Defenders of OWS dismiss this as the work of a few bad apples. But the transgressors would call themselves the vanguard. And they express, not betray, a significant ideological strain within the movement. Since the 1960s, some on the political left have sought liberal reform through the democratic process and nonviolent protest. Others have sought to hasten the crisis and collapse of fundamentally illegitimate social and economic systems. Both groups can be found within OWS, but the latter is ascendant.

OWS has, in fact, provoked a crisis of credibility for many American institutions. News coverage of the movement has been both disproportionate and fawning. The two encampments of Occupy DC, for example, have a couple of hundred inhabitants. If they moved to a nearby convention hotel, the group would probably be smaller than a meeting of the American Apparel and Footwear Association. During the Tea Party’s rise to national attention, the press scoured the country for any hint of rhetorical incitement to violence. OWS protesters smash windows, assault police officers and wear Guy Fawkes masks — a historical figure known for attempting to bomb the British Parliament.

City governments have also begun to look hapless for their accommodation of squalor, robberies, sexual attacks, drug use, vagrancy and vigilantism.

And what must Democratic leaders — who rushed to identify with a protean political force — now be thinking? OWS is not a seminar on income inequality — not the Center for American Progress on a camping trip.
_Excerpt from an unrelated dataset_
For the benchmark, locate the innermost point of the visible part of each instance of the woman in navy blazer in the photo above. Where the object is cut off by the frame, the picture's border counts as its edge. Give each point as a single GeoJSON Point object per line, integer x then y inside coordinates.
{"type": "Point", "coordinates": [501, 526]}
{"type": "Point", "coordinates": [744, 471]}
It is a leftist movement with a militant wing.

Will Americans, looking for jobs, turn in hope to the vandalization of small businesses and the promise of a general strike? Will citizens, disappointed by a dysfunctional government, be impressed by the endless arguments of anarchist collectives? Will people, disgusted by partisanship and rhetorical rock-throwing, be attracted to actual rock throwing?

This seems to be the desperate political calculation of the Democratic Party. Good luck with that.

via As radicalism creeps in, credibility retreats from OWS – The Washington Post.

OK, they have TWO encampments in D.C., so that explains how they might have 200 protesters, despite the mere handful that I saw.   Gerson’s point is a good one:  Radicals, whether Marxists or Anarchists, WANT the collapse of our economic system, which is understood as the prerequisite for the revolution.